As stupid as it is that Congress was arguing about this less than three months after we invaded Iraq, at least they were arguing based on fact. They divvied each state up by what the Wright brothers did there, not just claimed the whole state as Wright Land and put it on the license plates forever.
4. There are better claims to make.
Calling Illinois “Land of Lincoln” today is like if Burger King discontinued the Whopper 157 years ago but still had it on the sign.
I say this not having high standards for state slogans. Most are claims about the terrain (Big Sky Country, the Sunshine State) or the populace (the Show-Me State, Live Free or Die). They’re usually pretty facile (Pure Michigan), but even the Wright brothers ones were based on pride in a region’s contributions. “Land of Lincoln” is just trying to create a vague, squishy connection in people’s minds between a beloved leader and a broke, scandal-ridden region he started his career in.

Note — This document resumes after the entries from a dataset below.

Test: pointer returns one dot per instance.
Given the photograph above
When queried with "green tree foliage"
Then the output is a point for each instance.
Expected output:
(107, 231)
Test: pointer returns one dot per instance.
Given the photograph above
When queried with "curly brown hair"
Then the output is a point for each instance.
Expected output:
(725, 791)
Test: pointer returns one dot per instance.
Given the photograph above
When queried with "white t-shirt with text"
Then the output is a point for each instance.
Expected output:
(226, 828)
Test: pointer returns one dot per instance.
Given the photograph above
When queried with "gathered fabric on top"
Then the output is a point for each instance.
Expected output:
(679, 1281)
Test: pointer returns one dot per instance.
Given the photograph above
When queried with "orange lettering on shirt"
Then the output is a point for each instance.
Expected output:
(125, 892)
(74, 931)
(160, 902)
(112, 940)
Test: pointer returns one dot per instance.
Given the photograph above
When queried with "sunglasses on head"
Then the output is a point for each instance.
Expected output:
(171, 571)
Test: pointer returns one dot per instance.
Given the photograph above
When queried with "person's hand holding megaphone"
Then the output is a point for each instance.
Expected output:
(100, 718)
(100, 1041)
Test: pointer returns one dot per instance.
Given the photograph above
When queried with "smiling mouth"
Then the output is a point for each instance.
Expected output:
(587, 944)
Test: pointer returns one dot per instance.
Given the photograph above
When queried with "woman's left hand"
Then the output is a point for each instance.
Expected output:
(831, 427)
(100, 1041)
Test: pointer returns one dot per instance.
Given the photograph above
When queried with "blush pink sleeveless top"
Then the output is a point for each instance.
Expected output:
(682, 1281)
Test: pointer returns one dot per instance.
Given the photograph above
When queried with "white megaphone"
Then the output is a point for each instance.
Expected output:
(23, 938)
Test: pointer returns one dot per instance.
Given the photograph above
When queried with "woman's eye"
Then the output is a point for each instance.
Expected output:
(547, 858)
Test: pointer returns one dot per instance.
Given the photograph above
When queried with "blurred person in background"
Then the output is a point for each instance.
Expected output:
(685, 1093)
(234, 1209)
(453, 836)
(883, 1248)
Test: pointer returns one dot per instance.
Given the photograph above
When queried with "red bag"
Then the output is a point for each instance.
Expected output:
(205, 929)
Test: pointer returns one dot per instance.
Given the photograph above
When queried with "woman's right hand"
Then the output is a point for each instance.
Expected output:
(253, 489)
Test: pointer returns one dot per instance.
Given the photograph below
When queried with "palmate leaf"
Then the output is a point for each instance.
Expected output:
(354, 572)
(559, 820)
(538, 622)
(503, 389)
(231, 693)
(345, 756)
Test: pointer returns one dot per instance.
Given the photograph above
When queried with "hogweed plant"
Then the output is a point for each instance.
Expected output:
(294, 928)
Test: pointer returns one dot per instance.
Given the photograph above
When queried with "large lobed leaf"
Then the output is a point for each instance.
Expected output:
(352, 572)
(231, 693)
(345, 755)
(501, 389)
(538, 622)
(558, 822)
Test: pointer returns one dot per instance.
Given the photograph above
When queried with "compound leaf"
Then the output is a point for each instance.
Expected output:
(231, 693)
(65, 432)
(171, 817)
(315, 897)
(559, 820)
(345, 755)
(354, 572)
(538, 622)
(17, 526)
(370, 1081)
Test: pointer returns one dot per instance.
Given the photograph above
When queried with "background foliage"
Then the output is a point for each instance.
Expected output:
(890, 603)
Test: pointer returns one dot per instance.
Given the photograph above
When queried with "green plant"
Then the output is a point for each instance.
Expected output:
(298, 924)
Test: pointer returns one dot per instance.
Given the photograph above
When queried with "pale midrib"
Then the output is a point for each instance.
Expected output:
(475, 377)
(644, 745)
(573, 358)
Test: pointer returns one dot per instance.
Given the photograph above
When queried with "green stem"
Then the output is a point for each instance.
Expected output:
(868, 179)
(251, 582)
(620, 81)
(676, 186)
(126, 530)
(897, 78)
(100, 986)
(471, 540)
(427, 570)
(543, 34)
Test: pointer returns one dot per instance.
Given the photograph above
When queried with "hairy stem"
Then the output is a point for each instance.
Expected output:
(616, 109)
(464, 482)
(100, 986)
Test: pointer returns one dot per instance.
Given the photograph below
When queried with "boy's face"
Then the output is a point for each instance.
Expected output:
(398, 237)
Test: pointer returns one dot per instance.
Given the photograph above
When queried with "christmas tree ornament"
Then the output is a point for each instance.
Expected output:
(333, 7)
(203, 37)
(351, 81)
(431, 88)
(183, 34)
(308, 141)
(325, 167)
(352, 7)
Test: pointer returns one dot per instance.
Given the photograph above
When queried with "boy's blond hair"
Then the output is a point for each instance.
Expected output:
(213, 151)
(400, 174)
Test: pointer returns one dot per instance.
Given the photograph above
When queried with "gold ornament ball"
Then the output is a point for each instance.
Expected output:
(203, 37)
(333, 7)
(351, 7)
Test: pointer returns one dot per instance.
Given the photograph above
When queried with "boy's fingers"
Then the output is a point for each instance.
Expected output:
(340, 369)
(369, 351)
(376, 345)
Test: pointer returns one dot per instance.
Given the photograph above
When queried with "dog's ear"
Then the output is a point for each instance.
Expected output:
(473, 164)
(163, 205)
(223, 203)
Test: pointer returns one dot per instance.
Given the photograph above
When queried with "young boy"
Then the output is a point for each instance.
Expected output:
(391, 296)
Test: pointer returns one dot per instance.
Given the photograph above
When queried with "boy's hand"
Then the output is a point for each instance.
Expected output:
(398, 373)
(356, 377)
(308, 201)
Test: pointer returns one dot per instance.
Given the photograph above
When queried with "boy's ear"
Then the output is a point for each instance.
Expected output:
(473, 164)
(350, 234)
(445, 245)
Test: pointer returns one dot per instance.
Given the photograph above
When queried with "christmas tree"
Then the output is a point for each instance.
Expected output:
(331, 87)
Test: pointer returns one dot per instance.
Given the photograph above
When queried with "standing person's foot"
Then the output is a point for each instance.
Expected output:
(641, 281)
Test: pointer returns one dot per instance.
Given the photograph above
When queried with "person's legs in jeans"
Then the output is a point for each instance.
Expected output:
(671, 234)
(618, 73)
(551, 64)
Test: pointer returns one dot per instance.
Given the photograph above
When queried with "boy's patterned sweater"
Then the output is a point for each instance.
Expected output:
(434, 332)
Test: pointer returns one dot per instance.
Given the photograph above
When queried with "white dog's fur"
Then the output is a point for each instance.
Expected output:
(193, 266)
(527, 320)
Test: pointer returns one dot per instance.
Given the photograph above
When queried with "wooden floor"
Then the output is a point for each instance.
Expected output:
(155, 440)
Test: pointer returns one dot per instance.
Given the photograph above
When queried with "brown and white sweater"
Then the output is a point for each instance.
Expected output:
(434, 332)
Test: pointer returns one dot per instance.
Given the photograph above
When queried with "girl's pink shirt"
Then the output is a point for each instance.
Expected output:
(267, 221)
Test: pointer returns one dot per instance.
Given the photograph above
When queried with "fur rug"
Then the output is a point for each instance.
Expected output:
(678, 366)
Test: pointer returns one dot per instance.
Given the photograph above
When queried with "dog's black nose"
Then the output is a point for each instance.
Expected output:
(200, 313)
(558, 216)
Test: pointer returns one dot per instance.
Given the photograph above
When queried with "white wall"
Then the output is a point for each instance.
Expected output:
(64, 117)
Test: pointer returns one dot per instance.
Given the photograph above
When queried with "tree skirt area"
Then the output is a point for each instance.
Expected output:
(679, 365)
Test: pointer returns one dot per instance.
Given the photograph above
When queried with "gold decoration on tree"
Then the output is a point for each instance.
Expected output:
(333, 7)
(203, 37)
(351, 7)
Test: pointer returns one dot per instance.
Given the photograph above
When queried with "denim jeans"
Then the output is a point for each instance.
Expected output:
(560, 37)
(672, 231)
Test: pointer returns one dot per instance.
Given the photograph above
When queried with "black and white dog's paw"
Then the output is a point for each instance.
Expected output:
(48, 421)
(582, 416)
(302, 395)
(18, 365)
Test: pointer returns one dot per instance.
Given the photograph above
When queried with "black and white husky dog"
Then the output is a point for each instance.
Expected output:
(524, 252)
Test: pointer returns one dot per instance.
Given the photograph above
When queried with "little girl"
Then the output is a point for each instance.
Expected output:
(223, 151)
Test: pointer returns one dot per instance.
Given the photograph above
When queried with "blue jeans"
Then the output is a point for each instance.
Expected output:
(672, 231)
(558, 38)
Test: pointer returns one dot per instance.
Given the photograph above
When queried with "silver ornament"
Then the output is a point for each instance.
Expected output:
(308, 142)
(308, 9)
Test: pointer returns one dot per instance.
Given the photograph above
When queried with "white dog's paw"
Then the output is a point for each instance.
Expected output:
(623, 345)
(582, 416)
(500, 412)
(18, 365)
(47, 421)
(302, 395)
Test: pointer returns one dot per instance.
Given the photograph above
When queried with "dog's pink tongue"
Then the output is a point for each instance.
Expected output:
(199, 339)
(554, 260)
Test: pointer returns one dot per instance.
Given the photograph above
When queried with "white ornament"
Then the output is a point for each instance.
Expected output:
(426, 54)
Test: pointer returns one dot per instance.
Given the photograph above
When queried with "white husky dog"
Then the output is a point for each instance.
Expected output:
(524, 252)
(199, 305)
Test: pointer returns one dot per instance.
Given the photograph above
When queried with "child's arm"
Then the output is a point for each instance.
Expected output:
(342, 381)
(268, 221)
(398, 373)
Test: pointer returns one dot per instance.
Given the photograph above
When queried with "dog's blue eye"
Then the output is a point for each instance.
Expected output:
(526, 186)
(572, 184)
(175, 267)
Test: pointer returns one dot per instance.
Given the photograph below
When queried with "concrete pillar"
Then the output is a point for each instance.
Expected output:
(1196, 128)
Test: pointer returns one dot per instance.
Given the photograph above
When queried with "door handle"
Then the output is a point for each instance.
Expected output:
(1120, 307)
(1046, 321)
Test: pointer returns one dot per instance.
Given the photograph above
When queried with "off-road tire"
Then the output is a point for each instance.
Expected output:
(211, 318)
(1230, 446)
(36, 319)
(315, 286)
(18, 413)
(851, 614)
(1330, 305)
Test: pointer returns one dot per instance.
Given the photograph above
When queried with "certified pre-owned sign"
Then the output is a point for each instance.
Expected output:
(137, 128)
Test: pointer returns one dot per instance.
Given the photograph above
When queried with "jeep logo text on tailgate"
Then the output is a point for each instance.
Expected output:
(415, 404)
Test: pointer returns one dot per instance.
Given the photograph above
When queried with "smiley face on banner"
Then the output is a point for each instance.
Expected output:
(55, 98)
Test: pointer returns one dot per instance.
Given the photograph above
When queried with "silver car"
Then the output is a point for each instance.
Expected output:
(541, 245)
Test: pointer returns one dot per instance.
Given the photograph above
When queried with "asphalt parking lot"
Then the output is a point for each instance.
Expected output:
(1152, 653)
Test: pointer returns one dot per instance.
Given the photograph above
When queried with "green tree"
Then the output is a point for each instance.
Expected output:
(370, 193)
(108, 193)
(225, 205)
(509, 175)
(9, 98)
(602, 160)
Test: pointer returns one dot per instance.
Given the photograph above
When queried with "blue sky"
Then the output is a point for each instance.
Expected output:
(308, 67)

Let’s look at some other nicknames we’re ignoring:
- “Prairie State.” Perfectly good nickname. The prairies are mostly farmland and subdivisions now, but who’s counting how much of New Jersey is still garden?
- “Inland Empire.” I always liked this one.
- “Corn State.” New to me, but we should be proud of our agriculture. I want to popularize “Big Soy Country” myself.
- “Baja Wisconsin.” This means some Cheesehead was playing around with Wikipedia.
5. Move on. He did.
On Feb. 11, 1861, a day before his 52nd birthday, Abraham Lincoln boarded a train in Springfield to depart for his new role in the nation’s capital. He spoke to the gathered crowd these words.
My friends – No one, not in my situation, can appreciate my feeling of sadness at this parting. To this place, and the kindness of these people, I owe every thing. Here I have lived a quarter of a century, and have passed from a young to an old man. Here my children have been born, and one is buried. I now leave, not knowing when, or whether ever, I may return, with a task before me greater than that which rested upon Washington. Without the assistance of that Divine Being, who ever attended him, I cannot succeed. With that assistance, I cannot fail. Trusting in Him, who can go with me, and remain with you and be every where for good, let us confidently hope that all will yet be well. To His care commending you, as I hope in your prayers you will commend me, I bid you an affectionate farewell.
Abraham Lincoln loved this land, and we still love him today. But there’s a difference between honor and parody, between making a man’s memory sacred and turning him into a mascot.
We’re the Prairie State, the Inland Empire, Big Soy Country because I’m still putting that one out there. It’s a thinker, y’know?
But calling ourselves the “Land of Lincoln” is a surrender of a name. It’s telling the world the last thing we could find to be proud of about ourselves boarded that train and left a century and a half ago.